Lavoro

Licenziamento, videoriprese “difensive” non utilizzabili senza un “fondato sospetto”

Secondo la Cassazione, ordinanza n. 10822 depositata oggi, per aggirare lo Statuto dei lavoratori serve un fondato sospetto. Respinto il ricorso, contro la reintegra, di una griffe che non aveva informato correttamente i lavoratori

di Francesco Machina Grifeo

In una causa di licenziamento per presunta sottrazione di beni aziendali, non sono utilizzabili le riprese audiovisive realizzate in mancanza di una corretta informazione da parte dell’azienda. Lo ha stabilito la Corte di cassazione, con l’ordinanza n. 10822 depositata oggi, respingendo il ricorso di una nota griffe di moda italiana. E chiarendo che per aggirare il sistema di garanzie stabilito dallo Statuto dei lavoratori serve il “fondato sospetto” della commissione di un illecito, non essendo sufficiente il mero convincimento soggettivo del collega.

Confermata dunque la decisione della Corte d’Appello di Milano che aveva sancito l’illegittimità del licenziamento di una dipendente, responsabile dello showroom, per la mancanza di prove legittimamente acquisite in ordine alla sottrazione di alcuni prodotti. Le immagini registrate dagli impianti audiovisivi erano infatti state realizzate senza il rispetto della normativa vigente in materia. E l’azienda era stata condannata alla reintegra e alla corresponsione di un’indennità risarcitoria (oltre interessi, rivalutazione e spese di lite).
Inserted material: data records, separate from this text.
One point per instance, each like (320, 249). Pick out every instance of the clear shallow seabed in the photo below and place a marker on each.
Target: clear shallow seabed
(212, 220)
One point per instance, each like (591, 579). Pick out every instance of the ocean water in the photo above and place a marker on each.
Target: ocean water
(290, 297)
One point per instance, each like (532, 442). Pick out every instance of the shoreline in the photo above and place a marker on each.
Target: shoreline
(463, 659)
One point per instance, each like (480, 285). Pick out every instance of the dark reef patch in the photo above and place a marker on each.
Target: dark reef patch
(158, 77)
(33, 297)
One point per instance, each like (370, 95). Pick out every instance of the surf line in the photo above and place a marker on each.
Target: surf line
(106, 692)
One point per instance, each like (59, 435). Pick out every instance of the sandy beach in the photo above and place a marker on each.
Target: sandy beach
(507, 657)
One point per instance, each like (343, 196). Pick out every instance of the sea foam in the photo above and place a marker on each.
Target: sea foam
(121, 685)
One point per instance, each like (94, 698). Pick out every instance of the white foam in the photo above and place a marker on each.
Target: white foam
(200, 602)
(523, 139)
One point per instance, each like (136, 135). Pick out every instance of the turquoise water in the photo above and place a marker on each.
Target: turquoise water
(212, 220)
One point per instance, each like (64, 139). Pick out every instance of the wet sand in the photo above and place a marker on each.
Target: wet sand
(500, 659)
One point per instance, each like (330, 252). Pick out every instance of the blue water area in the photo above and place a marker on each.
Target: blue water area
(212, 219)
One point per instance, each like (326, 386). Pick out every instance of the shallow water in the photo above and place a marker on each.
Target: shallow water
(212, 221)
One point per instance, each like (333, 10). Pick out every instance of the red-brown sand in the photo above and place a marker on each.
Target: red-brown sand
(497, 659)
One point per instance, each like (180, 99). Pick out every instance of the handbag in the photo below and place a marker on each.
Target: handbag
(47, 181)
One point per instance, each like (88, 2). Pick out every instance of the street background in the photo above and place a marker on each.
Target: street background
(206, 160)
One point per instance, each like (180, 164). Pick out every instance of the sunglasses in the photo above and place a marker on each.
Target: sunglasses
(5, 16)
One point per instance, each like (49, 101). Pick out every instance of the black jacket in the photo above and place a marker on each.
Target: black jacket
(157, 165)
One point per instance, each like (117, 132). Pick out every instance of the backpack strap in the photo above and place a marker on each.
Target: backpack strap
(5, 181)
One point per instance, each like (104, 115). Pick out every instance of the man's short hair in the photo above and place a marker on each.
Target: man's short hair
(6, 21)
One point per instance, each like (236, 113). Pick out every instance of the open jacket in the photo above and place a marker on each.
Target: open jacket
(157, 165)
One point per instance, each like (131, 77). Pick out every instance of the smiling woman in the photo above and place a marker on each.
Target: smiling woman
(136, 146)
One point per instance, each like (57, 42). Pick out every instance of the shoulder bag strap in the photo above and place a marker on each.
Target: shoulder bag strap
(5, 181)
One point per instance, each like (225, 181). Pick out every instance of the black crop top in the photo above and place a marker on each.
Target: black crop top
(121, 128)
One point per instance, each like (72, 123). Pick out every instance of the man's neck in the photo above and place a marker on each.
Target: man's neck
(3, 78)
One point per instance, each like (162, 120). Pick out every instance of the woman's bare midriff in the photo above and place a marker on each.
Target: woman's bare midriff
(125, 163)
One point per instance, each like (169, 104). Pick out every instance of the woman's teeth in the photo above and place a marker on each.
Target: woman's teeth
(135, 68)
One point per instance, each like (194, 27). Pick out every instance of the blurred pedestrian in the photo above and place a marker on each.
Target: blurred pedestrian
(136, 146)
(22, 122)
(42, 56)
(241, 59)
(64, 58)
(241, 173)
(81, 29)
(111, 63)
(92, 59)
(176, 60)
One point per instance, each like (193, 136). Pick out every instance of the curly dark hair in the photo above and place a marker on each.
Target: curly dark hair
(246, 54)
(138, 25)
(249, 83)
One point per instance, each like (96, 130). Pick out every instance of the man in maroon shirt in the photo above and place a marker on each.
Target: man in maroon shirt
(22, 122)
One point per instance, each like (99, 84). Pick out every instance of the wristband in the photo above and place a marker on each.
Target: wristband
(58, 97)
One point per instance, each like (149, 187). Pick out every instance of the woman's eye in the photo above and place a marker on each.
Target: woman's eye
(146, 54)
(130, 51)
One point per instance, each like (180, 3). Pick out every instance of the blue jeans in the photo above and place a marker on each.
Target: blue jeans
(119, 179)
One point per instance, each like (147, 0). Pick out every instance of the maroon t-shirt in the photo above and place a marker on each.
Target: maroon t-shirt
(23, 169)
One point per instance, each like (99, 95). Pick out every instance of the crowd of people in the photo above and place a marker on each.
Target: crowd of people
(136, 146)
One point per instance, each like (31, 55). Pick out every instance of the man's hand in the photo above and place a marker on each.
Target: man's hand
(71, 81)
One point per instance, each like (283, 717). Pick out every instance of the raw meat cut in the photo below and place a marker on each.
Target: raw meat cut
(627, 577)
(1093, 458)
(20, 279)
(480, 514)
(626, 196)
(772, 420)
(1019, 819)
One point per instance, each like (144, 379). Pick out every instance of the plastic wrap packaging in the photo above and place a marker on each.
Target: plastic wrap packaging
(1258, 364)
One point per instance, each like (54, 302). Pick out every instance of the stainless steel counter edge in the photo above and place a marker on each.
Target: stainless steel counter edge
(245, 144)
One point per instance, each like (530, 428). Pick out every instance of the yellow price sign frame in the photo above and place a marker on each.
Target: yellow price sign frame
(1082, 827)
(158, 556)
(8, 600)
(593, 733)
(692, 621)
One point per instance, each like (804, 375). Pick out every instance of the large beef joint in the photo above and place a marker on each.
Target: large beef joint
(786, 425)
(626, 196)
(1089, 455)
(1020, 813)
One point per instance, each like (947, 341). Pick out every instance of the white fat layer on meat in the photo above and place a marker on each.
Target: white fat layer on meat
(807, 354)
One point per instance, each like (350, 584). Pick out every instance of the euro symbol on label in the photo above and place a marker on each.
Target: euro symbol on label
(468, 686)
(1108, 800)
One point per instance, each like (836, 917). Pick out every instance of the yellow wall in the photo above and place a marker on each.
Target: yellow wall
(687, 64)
La Sezione Lavoro ha bocciato le doglianze della società che aveva sostenuto la legittimità dei controlli telematici, affermando che mancava “il presupposto del fondato sospetto per poter invocare la inapplicabilità dell’art. 4 (Statuto dei lavoratori, ndr) e poter la società sottrarsi, quindi, agli adempimenti richiesti da tale disposto”. Nel caso specifico, secondo quanto ricostruito nelle fasi di merito, sussisteva infatti soltanto “un puro convincimento soggettivo” del collega il quale, nel visionare le riprese “sarebbe rimasto incuriosito e sarebbe andato a verificare”.

La legittimità dei controlli cd. difensivi in senso stretto, si legge nella decisione, presuppone, infatti, il “fondato sospetto” del datore di lavoro circa comportamenti illeciti di uno o più lavoratori. Ne consegue, continua la Corte, che spetta al datore l’onere di allegare, prima, e di provare, poi, le specifiche circostanze che l’hanno indotto ad attivare il controllo tecnologico “ex post”, sia perché solo il predetto sospetto consente l’azione datoriale fuori del perimetro di applicazione diretta dell’art. 4 st. lav., sia perché, in via generale, incombe sul datore, ex art. 5 l. n. 604 del 1966, la dimostrazione del complesso degli elementi che giustificano il licenziamento (Cass. n. 118168/2023).

Quanto “all’attività di indagine” svolta autonomamente dall’accusatore che dopo aver visionato le riprese e aver riscontrato per la seconda volta la presenza della collega nello showroom, approfittando dell’assenza per la pausa pranzo, era entrato nel suo ufficio per cercare tracce di eventuali illeciti, la Cassazione rileva che la Corte di merito ha già ritenuto profilarsi (in linea con il giudice di primo grado) “la chiara violazione della disciplina a tutela della riservatezza e della dignità della lavoratrice”, attraverso “una illecita perquisizione su un bene personale - cioè la borsa - apparentemente appartenente alla collega”.

Mentre, con riferimento alle riprese degli impianti audiovisivi, correttamente ricondotti da entrambi i giudici nell’ambito dei controlli difensivi del patrimonio aziendale perché rivolti indistintamente a tutto il personale, la Corte di II grado ne ha ritenuto, condividendo, anche sul punto, l’impostazione del Tribunale, la carenza di prova circa l’adeguata informazione delle modalità d’uso degli strumenti e di effettuazione dei controlli e nel rispetto di quanto disposto dal decreto legislativo 30 giugno 2003 n. 196. Concludendo per l’inutilizzabilità delle immagini provenienti dagli impianti, nonché del materiale scaturente da tali riprese.

Correttamente, conclude la Cassazione, la Corte territoriale ha, quindi, affermato “il mancato assolvimento dell’onere della prova da parte della datrice di lavoro circa la dimostrazione degli addebiti idonei ad integrare la giusta causa di recesso e tale conclusione è sottratta al sindacato di legittimità”.